Just in one minute or less ‑‑ actually, less than one minute ‑‑ just 30 seconds ‑‑ any other concluding remarks you guys have before I kind of wrap it up with some concluding remarks and recommendations?  If you have them.  You don't have to have them, but go ahead.  Anything else anyone wants to add? 

Well, you know, thank you for this.  It's been a very rich discussion, I think.  And you know, the GFC is certainly very pleased to support this event because that's -- really we are about supporting each other, international cyber security agenda, but also help all these other things, as people said, the regional approach, national approach, the more focused approach.  And there are a lot of things I heard in this meeting that I think are, as we said, it's always nice to have a meeting where you have concrete recommendations.  And there are a lot of them.  Everything from collaborating in terms of the back end of portals to cross‑promotion to linking between portals, to really awareness.  I think one of the key things I heard from many of you is just making sure people are aware of this.  And making sure these portals are actually useful and current and the updating issues and the resource intensity of that.  But also I think that cross‑communication will help with that as well.  So you know, I learned a lot in this in terms of what ‑‑ I have used several of these portals myself, and I always find them very, very helpful.  And this is a relatively new concept, but one I think will grow as people become more aware of it.  And we go into additional sessions, both in the UN system and regional systems and the GFC community, these will turn out to be, I think, even more valuable for folks as resources. 

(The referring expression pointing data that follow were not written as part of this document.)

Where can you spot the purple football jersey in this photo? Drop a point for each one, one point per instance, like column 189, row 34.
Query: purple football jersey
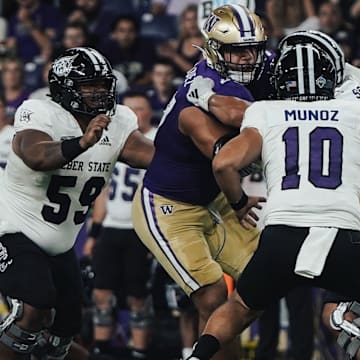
column 179, row 170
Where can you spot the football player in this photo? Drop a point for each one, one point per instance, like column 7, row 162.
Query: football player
column 63, row 153
column 121, row 262
column 6, row 133
column 179, row 212
column 309, row 148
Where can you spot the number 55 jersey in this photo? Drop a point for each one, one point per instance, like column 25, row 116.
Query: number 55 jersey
column 123, row 184
column 311, row 160
column 49, row 207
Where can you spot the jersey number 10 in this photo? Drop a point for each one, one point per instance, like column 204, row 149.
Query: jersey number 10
column 322, row 174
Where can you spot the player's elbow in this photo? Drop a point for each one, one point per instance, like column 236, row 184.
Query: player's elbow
column 221, row 164
column 35, row 164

A couple of the other issues is, as I said, placing more sign posts on portals to other sites in the network I think are helpful.  We mentioned doing more joint communications on our sites.  For example, the GFC magazine could have an article on the network of websites and talk more about that.  We have had some point of that in the last issue, but going further on that.  And you know, I do think there's a lot of support to have a call in 2022 to get folks together.  And I welcome suggestions, both from our panelists and other people listening to this call, on everything we've talked about today, how we can strengthen this ecosystem, and how we can take this forward.  Because it's really, I think, meant to serve the larger community, but it's also a community effort. 

So with that, I want to bring the panel to a close.  I want to thank all of our panelists for their great comments.  But also for all the work they put in because, you know, it's not just showing up on a panel.  It is all the work you are doing both behind the scenes and in front of the scenes, which I know is not easy, but it's much appreciated by, I think, the entire community.  So thank you for that. 

>> ANDRAZ KASTELIC: Thank you, Chris.  Thanks for having us. 

>> ENRICO CALANDRO: Thanks, Chris, bye, everyone.